From Tesla — Ship Hardware, Update Software Forever

"Design the platform once for maximum capability, then improve everything through software updates pushed to the same unchanged base."

The Mac Mini is our "shipped hardware." Set it up once with maximum headroom (64GB, containerized services), then every improvement is a software deploy — new AI model, new service, new family member's app. Never re-architect the base; only push updates to it.

From Amazon — The API Mandate

"All functionality must be exposed through service interfaces. No back doors, no direct data reads, no shared-memory shortcuts. Design every interface as if it will be consumed by an external party." — Jeff Bezos, 2002

Even for three people, never let one project reach into another's files. Alex's portfolio tracker doesn't read Vlad's health data. This is what makes the jump from "my scripts" to "family platform" possible — clean contracts between components.

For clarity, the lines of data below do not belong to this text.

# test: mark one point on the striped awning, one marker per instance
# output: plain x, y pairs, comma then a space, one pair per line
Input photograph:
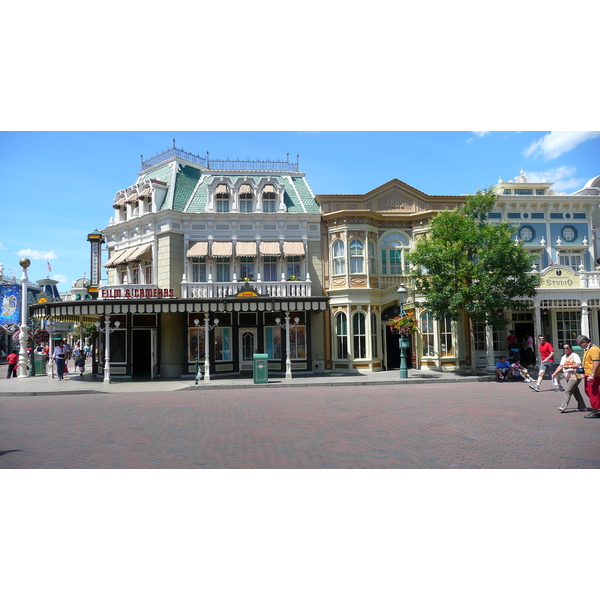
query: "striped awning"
245, 249
198, 249
115, 259
293, 248
146, 192
222, 249
143, 252
270, 248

From the Self-Hosting Community — Declarative Everything

"Define your entire infrastructure in version-controlled config files so you can rebuild from zero with one command."

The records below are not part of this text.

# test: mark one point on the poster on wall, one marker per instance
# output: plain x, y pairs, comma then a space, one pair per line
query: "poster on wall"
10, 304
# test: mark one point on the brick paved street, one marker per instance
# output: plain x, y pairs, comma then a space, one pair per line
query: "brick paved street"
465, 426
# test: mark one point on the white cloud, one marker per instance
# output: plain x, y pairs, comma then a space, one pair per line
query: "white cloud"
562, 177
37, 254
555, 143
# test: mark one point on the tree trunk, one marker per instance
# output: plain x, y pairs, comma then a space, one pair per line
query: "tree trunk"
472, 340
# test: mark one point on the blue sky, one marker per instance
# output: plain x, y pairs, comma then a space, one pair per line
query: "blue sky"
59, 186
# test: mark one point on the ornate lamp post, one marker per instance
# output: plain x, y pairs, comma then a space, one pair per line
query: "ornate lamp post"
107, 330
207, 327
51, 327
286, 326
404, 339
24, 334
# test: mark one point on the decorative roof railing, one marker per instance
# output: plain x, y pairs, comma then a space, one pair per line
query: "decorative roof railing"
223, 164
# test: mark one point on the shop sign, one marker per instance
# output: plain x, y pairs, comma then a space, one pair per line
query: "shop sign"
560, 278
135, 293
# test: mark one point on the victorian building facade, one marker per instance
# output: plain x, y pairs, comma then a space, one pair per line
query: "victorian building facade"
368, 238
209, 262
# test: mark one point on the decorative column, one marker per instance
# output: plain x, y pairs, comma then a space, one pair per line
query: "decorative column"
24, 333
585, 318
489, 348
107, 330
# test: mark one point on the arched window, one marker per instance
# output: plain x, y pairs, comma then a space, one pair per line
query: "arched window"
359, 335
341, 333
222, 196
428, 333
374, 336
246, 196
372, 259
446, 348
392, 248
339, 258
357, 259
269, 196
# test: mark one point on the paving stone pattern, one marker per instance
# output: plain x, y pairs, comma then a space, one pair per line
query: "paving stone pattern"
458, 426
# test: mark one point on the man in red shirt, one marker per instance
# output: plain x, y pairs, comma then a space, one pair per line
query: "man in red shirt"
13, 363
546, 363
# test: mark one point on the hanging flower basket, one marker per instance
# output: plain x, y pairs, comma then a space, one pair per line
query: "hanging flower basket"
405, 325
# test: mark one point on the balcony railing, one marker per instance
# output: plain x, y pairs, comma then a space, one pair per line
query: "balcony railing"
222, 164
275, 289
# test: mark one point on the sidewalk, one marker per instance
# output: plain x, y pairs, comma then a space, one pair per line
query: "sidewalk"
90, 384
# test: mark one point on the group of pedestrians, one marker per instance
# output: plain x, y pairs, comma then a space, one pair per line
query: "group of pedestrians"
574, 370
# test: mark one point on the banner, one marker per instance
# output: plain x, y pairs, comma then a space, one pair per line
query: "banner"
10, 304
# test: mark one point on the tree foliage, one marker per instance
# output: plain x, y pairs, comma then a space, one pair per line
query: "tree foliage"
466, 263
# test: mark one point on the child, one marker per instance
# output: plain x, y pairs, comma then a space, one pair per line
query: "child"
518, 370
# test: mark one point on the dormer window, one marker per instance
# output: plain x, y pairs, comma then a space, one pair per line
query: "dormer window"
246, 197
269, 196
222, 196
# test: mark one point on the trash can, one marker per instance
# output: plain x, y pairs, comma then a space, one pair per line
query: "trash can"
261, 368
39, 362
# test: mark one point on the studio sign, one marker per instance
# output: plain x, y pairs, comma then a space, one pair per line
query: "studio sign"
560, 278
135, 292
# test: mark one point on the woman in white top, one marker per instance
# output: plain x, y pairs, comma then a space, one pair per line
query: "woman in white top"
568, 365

Docker Compose, environment configs, deploy scripts — all in Git. If the Mac Mini dies, you buy a new one, clone the repo, and docker compose up. Same platform, zero manual steps.

From Günther Anders — The Organ Metaphor

"The machine doesn't replace you. It's an organ you grew."

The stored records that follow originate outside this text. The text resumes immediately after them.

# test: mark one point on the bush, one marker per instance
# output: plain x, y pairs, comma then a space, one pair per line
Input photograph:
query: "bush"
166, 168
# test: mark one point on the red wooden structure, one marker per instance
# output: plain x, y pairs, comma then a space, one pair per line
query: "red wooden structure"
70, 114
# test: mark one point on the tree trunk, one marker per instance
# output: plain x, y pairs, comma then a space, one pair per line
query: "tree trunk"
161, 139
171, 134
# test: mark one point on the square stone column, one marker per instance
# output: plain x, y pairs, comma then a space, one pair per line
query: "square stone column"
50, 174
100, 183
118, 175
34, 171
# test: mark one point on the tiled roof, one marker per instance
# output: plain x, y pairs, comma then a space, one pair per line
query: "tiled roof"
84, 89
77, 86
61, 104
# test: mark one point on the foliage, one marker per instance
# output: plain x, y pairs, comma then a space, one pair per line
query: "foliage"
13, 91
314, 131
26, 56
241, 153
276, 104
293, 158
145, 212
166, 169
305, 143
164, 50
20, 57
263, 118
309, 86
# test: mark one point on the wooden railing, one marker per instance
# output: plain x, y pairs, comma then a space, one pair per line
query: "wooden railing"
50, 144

Every AI component should feel like an extension of the user, not a separate tool they visit. Anders doesn't live in a browser tab — it lives in the terminal, in the daily ritual, in the morning briefing. Alex's CFA companion shouldn't be "an app" — it should be woven into how he studies.

From Steve de Shazer — Minimal Elegance

"The simplest intervention that works is the best one."

Docker Compose, not Kubernetes. Mono-repo, not 10 repos. Shell script before CI/CD pipeline. Three lines of code is better than a premature abstraction. Only add complexity when the current solution genuinely breaks. But when reliability matters (backups, security), invest in the Miele, not the LG — technology serves a purpose.

Our Own — Document the Build

"The process of building AI Loc IS the content for AI Loc."

Every architecture decision, every Docker config, every migration script is potential educational material. Write it as if a practitioner will read it. This document isn't afterthought documentation — it's the product's first demo.


Built by the Sterngold brothers. One family, one platform. March 2026.